Publié le 14 Juin 2012 par Christopher Lacan

Youhou ! Quelle n'a pas été ma joie en janvier 2011 lorsque j'ai achevé l'écriture de mon tout premier roman entamée en septembre 2009, le tout premier qui ait réussi à être terminé (hélas oui, plusieurs tentatives ont au préalable échoué...) ! Bon, et maintenant ? D'abord, avoir l'avis de quelqu'un de critique mais d'aussi disponible. Qui ?

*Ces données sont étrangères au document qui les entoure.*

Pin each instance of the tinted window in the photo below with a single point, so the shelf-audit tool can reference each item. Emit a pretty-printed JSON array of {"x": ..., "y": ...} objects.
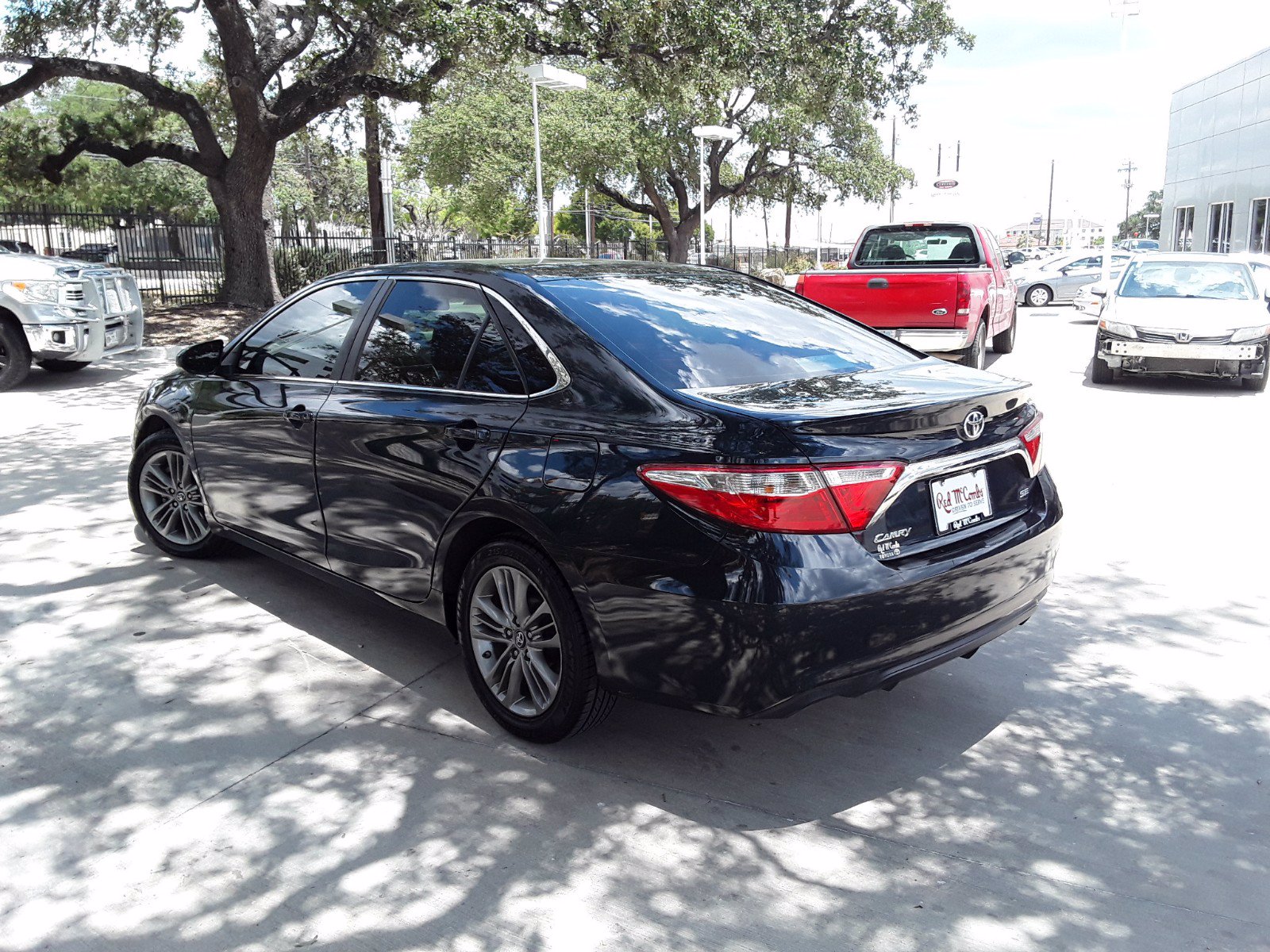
[
  {"x": 691, "y": 332},
  {"x": 918, "y": 244},
  {"x": 539, "y": 374},
  {"x": 304, "y": 340},
  {"x": 438, "y": 336}
]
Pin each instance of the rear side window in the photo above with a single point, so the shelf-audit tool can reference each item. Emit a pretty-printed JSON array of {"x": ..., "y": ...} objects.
[
  {"x": 305, "y": 338},
  {"x": 916, "y": 245},
  {"x": 692, "y": 332},
  {"x": 438, "y": 336}
]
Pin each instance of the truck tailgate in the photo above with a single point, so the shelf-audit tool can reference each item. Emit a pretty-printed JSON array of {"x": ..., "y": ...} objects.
[{"x": 887, "y": 298}]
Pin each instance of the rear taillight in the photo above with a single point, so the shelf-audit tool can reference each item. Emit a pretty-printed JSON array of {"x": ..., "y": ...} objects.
[
  {"x": 817, "y": 499},
  {"x": 1030, "y": 438},
  {"x": 963, "y": 295}
]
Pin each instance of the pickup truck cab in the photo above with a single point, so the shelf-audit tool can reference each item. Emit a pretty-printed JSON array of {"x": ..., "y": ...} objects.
[
  {"x": 63, "y": 315},
  {"x": 937, "y": 287}
]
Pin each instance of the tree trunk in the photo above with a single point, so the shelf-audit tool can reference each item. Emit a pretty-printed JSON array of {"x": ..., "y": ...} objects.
[{"x": 239, "y": 197}]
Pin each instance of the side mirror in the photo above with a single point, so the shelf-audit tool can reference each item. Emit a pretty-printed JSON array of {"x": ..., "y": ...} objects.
[{"x": 203, "y": 359}]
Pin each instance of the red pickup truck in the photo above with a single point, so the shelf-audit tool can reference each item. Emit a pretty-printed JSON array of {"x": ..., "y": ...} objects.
[{"x": 937, "y": 287}]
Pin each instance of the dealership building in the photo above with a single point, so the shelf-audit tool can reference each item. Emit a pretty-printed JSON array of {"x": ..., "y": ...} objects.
[{"x": 1217, "y": 177}]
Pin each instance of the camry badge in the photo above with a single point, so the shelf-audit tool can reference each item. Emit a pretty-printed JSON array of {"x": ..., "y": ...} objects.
[{"x": 972, "y": 427}]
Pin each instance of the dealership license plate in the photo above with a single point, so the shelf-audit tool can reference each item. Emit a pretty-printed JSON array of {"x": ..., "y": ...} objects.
[{"x": 960, "y": 501}]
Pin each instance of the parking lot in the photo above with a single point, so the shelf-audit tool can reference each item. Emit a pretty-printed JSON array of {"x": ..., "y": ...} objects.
[{"x": 232, "y": 754}]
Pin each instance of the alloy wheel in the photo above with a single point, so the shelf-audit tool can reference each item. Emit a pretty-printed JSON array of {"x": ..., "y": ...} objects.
[
  {"x": 514, "y": 640},
  {"x": 171, "y": 501}
]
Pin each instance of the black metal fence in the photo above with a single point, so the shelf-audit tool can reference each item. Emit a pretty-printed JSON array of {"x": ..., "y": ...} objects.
[{"x": 177, "y": 262}]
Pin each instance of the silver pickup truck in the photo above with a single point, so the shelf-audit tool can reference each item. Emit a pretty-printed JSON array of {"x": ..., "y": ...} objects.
[{"x": 63, "y": 315}]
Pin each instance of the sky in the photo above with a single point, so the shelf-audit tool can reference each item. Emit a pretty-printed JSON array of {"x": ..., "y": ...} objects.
[{"x": 1045, "y": 80}]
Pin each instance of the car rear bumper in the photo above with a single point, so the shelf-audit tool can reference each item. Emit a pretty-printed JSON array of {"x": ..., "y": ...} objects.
[
  {"x": 931, "y": 340},
  {"x": 764, "y": 640}
]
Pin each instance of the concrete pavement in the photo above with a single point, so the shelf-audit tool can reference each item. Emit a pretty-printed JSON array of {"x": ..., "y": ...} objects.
[{"x": 230, "y": 754}]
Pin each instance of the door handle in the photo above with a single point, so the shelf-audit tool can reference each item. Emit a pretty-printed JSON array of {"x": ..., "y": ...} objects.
[
  {"x": 298, "y": 416},
  {"x": 467, "y": 432}
]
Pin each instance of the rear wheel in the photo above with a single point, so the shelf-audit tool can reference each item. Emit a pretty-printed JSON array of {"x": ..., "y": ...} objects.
[
  {"x": 64, "y": 366},
  {"x": 977, "y": 355},
  {"x": 14, "y": 355},
  {"x": 526, "y": 647},
  {"x": 1039, "y": 296},
  {"x": 1003, "y": 343},
  {"x": 168, "y": 501}
]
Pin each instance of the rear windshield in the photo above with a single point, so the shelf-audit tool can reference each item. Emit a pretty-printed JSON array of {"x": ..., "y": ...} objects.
[
  {"x": 690, "y": 330},
  {"x": 914, "y": 245}
]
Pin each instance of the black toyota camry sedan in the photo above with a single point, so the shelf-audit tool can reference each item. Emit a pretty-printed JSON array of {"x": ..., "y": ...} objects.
[{"x": 614, "y": 479}]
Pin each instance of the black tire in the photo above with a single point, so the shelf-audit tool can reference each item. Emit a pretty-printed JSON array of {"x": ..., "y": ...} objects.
[
  {"x": 64, "y": 366},
  {"x": 1100, "y": 371},
  {"x": 14, "y": 355},
  {"x": 977, "y": 355},
  {"x": 579, "y": 701},
  {"x": 1039, "y": 296},
  {"x": 1003, "y": 343},
  {"x": 154, "y": 444}
]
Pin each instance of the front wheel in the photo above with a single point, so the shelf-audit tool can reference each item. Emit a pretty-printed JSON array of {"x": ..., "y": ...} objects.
[
  {"x": 167, "y": 499},
  {"x": 526, "y": 647},
  {"x": 14, "y": 355},
  {"x": 977, "y": 355},
  {"x": 1039, "y": 296},
  {"x": 64, "y": 366}
]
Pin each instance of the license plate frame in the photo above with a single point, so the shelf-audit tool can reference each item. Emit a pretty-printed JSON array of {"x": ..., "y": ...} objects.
[{"x": 960, "y": 501}]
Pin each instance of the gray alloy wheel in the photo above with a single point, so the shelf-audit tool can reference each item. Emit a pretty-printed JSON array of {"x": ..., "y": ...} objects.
[
  {"x": 1039, "y": 296},
  {"x": 514, "y": 640},
  {"x": 171, "y": 501}
]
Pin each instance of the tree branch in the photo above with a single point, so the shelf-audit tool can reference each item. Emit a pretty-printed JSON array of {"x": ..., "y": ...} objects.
[{"x": 44, "y": 69}]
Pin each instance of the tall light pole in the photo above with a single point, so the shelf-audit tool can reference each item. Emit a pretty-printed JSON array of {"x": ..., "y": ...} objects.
[
  {"x": 549, "y": 78},
  {"x": 711, "y": 133}
]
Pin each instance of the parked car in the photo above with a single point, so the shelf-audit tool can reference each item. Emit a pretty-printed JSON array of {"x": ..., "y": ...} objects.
[
  {"x": 1194, "y": 315},
  {"x": 1060, "y": 278},
  {"x": 94, "y": 251},
  {"x": 63, "y": 317},
  {"x": 614, "y": 478},
  {"x": 937, "y": 287},
  {"x": 14, "y": 247},
  {"x": 1138, "y": 245}
]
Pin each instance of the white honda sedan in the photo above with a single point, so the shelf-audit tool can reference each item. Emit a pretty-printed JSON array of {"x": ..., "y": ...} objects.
[{"x": 1194, "y": 315}]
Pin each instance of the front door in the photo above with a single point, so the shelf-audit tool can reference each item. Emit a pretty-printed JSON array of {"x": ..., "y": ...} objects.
[
  {"x": 253, "y": 431},
  {"x": 413, "y": 431}
]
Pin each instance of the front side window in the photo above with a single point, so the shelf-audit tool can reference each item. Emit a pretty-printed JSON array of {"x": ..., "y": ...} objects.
[
  {"x": 1184, "y": 228},
  {"x": 1222, "y": 281},
  {"x": 441, "y": 336},
  {"x": 305, "y": 338}
]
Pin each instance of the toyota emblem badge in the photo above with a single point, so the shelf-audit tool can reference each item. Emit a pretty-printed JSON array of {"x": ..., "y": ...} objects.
[{"x": 972, "y": 427}]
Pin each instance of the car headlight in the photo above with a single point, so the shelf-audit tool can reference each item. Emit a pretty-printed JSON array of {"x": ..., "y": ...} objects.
[
  {"x": 1250, "y": 333},
  {"x": 33, "y": 291},
  {"x": 1121, "y": 330}
]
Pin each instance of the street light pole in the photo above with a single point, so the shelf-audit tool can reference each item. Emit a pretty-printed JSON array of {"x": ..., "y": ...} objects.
[
  {"x": 550, "y": 78},
  {"x": 714, "y": 133}
]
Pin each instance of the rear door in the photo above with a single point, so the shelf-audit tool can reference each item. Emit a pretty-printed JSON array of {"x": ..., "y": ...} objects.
[
  {"x": 253, "y": 431},
  {"x": 412, "y": 431}
]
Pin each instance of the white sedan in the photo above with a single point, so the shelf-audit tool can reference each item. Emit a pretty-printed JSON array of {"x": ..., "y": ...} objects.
[{"x": 1194, "y": 315}]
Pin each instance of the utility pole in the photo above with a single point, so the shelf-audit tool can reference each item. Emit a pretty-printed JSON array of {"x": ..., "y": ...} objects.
[
  {"x": 892, "y": 162},
  {"x": 1128, "y": 169},
  {"x": 1049, "y": 209}
]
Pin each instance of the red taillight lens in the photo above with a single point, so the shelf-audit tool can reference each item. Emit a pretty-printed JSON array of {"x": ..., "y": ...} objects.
[
  {"x": 1030, "y": 438},
  {"x": 780, "y": 498},
  {"x": 963, "y": 295}
]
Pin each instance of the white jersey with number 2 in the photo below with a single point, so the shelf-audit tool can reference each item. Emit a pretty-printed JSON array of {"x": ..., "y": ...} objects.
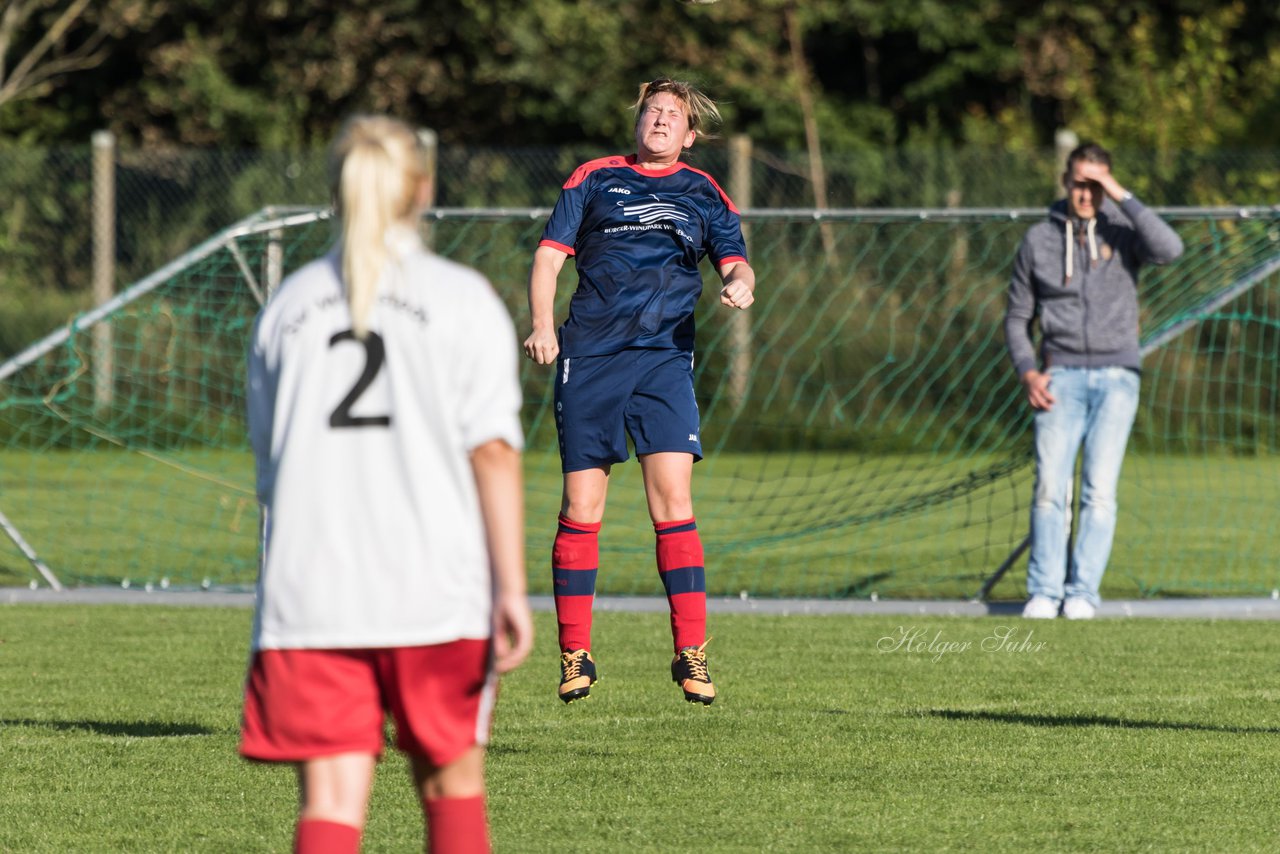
[{"x": 373, "y": 533}]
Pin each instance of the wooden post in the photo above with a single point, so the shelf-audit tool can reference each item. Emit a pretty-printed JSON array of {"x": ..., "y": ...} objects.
[
  {"x": 430, "y": 144},
  {"x": 740, "y": 322},
  {"x": 1064, "y": 141},
  {"x": 104, "y": 265}
]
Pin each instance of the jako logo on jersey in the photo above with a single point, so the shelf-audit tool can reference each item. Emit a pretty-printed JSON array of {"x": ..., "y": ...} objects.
[{"x": 652, "y": 211}]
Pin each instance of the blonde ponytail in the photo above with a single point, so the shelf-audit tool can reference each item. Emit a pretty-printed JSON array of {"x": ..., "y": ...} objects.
[{"x": 374, "y": 172}]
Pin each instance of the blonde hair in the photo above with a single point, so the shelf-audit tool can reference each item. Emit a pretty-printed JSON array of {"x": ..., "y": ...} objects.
[
  {"x": 703, "y": 113},
  {"x": 375, "y": 169}
]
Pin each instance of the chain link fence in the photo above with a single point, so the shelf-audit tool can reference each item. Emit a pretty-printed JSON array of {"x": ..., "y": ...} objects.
[{"x": 168, "y": 200}]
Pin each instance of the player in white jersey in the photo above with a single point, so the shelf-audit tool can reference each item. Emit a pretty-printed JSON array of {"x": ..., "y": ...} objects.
[{"x": 384, "y": 415}]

Cela a été ma mère. Oh, je vous arrête tout de suite, vous qui vous dites : oui, c'est facile, parce que la maman elle est trop contente que son fiston ait écrit un bouquin que même s'il est nul, elle dira qu'il est trop super génial ! Et blablabla... C'est mal connaître ma mère. Elle est adorable, mais elle a une grande qualité (qu'une de mes amies très proche a également, elle se reconnaîtra sûrement ^^), elle est très franche. Pour certains, cela serait même vu comme un défaut. Moi, je ne le pense pas. Elle m'a clairement dit : si ton livre est mauvais, je te le dirai et je te dirai pourquoi. De toute façon, je la connais trop pour contourner un éventuel mensonge de sa part. Ainsi, le fait qu'elle ait du mal, même à 2h du matin, à refermer mon bouquin et qu'elle repense aux différentes scènes durant la journée n'a fait que confirmer son jugement: elle a vraiment apprécié. J'étais satisfait parce que je sais que si un bouquin ne lui plait pas, elle est comme la plupart d'entre nous, elle ne se forcera pas à le lire.

Néanmoins, et elle a pris son rôle très au sérieux, elle a relevé des incohérences, des fautes, et m'a conseillé certaines améliorations dont j'ai pour la plupart tenu compte. Bref, une fois tout cela remanié et imprimé (en m'étant fait escroqué au passage, certains imprimeurs sont des voleurs ! Petit coup de gueule...), je partis vêtu d'une côte de maille, de mon heaume, de ma lance et j'enfourchai mon fidèle destrier à l'assaut des maisons d'éditions !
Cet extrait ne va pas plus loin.